U.S. Responds to the Crisis in the Central African Republic

Posted by Anne C. Richard
May 5, 2014
Woman Stands Among Makeshift Shelters in Bangui, Central African Republic

In the Central African Republic (CAR), months of violence have resulted in a breakdown of law and order and a large-scale humanitarian crisis.  A Muslim-dominated Seleka force took control of the country and led a transitional government from March until December 2013.  But its misdeeds triggered a violent backlash led by mostly Christian anti-balaka militias that has split the country along religious lines and resulted in nearly one million people fleeing for their lives.  Almost two-thirds of the displaced have sought safety in CAR and the remaining one-third has fled to neighboring countries as refugees.  In early April, I traveled to Chad and then stopped in Bangui, CAR to see the situation first-hand and talk directly with refugees and displaced people.
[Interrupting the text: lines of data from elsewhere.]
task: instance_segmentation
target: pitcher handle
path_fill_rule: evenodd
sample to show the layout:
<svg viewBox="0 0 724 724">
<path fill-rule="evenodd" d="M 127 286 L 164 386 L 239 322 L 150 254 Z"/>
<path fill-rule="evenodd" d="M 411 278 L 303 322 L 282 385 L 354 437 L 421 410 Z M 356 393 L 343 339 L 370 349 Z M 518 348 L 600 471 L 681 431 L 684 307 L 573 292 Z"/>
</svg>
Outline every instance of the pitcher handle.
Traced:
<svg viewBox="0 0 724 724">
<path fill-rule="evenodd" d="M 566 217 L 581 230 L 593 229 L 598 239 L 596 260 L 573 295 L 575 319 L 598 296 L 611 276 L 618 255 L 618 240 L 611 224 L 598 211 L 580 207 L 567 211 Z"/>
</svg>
In Chad, Muslims shared terrible stories of attacks on their neighbors and family members.  One man showed me photos of the mutilated corpse of his father.  A middle-class couple with five children told me they had lost everything.  In the camps in southern Chad, refugees told me their children were not getting enough food.  I also saw sub-standard tents at several locations and people had built rudimentary shelters made out of sticks and clothes or fabric.  This type of shelter will not survive the rainy season.

Assistant Secretary Richard and Ambassador Knight visit with refugees and returnees at the Chagoua transit site in N'Djamena, temporary home to 660 Chadian returnees, CAR refugees, and TCNs.  In this photo, they listen to the story of a man from Bangui. Grief-stricken, the man shares pictures of his father's body, and says that he has no idea what to do next. [State Department photo/ Public Domain]
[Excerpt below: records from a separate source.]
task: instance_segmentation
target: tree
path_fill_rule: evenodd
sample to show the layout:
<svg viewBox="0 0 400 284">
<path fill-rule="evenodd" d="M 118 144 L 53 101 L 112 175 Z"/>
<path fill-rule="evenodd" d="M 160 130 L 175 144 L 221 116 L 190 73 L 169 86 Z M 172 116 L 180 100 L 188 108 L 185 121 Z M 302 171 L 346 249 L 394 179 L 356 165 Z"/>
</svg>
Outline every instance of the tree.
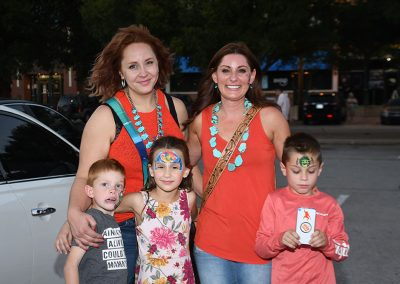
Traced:
<svg viewBox="0 0 400 284">
<path fill-rule="evenodd" d="M 11 78 L 26 67 L 20 54 L 29 54 L 24 26 L 29 26 L 30 7 L 26 0 L 21 0 L 18 6 L 12 0 L 4 0 L 0 2 L 0 10 L 0 96 L 7 97 Z"/>
<path fill-rule="evenodd" d="M 227 42 L 244 41 L 264 71 L 276 60 L 296 61 L 300 74 L 317 51 L 326 54 L 335 42 L 332 1 L 180 1 L 180 34 L 172 40 L 179 54 L 205 67 Z M 319 53 L 320 54 L 320 53 Z M 299 76 L 301 97 L 302 76 Z"/>
<path fill-rule="evenodd" d="M 0 94 L 8 96 L 17 72 L 33 68 L 53 70 L 74 64 L 73 27 L 80 15 L 79 0 L 17 2 L 4 0 L 0 7 Z"/>
<path fill-rule="evenodd" d="M 364 69 L 364 103 L 369 98 L 369 63 L 383 59 L 387 53 L 399 54 L 400 18 L 396 0 L 354 1 L 337 5 L 339 64 L 362 62 Z M 400 54 L 399 54 L 400 55 Z"/>
<path fill-rule="evenodd" d="M 330 63 L 368 62 L 400 53 L 399 8 L 396 0 L 3 0 L 0 95 L 17 72 L 34 67 L 74 67 L 83 82 L 117 29 L 131 24 L 202 68 L 231 41 L 246 42 L 264 71 L 278 59 L 301 70 L 317 51 Z"/>
</svg>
I traveled with two UN officials who had just come from Cameroon.  There they had seen refugees arriving in terrible shape after trekking across CAR for days and weeks without sufficient food.  Adults and children arrived malnourished and with wounds that needed medical attention.  Logistics is a major challenge in CAR and across the region.  Aid workers desperately need planes, vehicles, and fuel and often depend on the UN humanitarian air service sponsored by the World Food Program, to reach provincial towns.
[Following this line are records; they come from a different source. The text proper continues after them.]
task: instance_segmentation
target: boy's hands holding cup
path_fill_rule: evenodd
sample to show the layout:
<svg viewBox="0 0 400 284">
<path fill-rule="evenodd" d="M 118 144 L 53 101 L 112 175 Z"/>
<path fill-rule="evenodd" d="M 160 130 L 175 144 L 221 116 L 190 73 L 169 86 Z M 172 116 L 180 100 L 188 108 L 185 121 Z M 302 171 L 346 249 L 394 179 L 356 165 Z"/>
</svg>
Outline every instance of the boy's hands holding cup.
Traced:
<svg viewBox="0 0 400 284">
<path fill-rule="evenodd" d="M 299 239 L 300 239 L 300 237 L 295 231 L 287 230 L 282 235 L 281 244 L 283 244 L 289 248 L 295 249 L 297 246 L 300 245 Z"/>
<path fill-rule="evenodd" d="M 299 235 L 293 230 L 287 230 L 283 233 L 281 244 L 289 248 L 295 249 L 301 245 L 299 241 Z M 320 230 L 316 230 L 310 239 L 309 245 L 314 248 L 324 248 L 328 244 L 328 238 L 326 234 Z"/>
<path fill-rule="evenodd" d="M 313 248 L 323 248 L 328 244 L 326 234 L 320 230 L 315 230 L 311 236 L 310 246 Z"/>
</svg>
In a meeting with Cabinet ministers in Bangui, the Minister for Rural Development begged us for help to restore order and security.  Without security, she said, her program to distribute seeds would be useless.   Her plea for help with public safety was repeated by UN and aid agency leaders.

In addition to formal meetings, I toured the internally displaced persons (IDP) camp adjacent to the airport and spoke to several women who were there with their children.  They were Christian, but had fled nearby neighborhoods to get away from the violence.  As in Chad, their camp was sub-standard, and dangerous: the walls of the temporary clinic had to be reinforced to stop bullets from occasional gunfire.

Assistant Secretary Anne C. Richard visits with Chadian returnees at the Doyaba transit site in Sarh. [State Department photo/ Public Domain]

What can be done in a situation like this?  How can the United States help?  In addition to diplomatic efforts, State’s Bureau of Population, Refugees, and Migration and the humanitarian offices of USAID fund food, improved shelter, medical care, and other emergency relief.  U.S. contributions to humanitarian efforts so far this year total $67 million and are making a difference, supporting the work of scores of international and non-governmental organizations spread out across the country in an effort to help communities beset by violence.

Since my visit, the situation of some of the Muslims in enclaves in the CAR has worsened to the point that UNHCR has taken the extraordinary step of transporting them to safety in Chad.  Creating new refugees is not the normal business of humanitarians, but this step was seen as a last resort to prevent further bloodshed. 

As I despair about the tragedy unfolding in the CAR, one memory gives me hope: In the transit camp in N’djamena, Chad, a man calmly sewed dresses on a sewing machine under a tree.  A tailor, he had fled the violence in CAR with his sister.  In the midst of a chaotic camp, he worked his trade.  He is, for me, a symbol of human resilience in the face of horrors.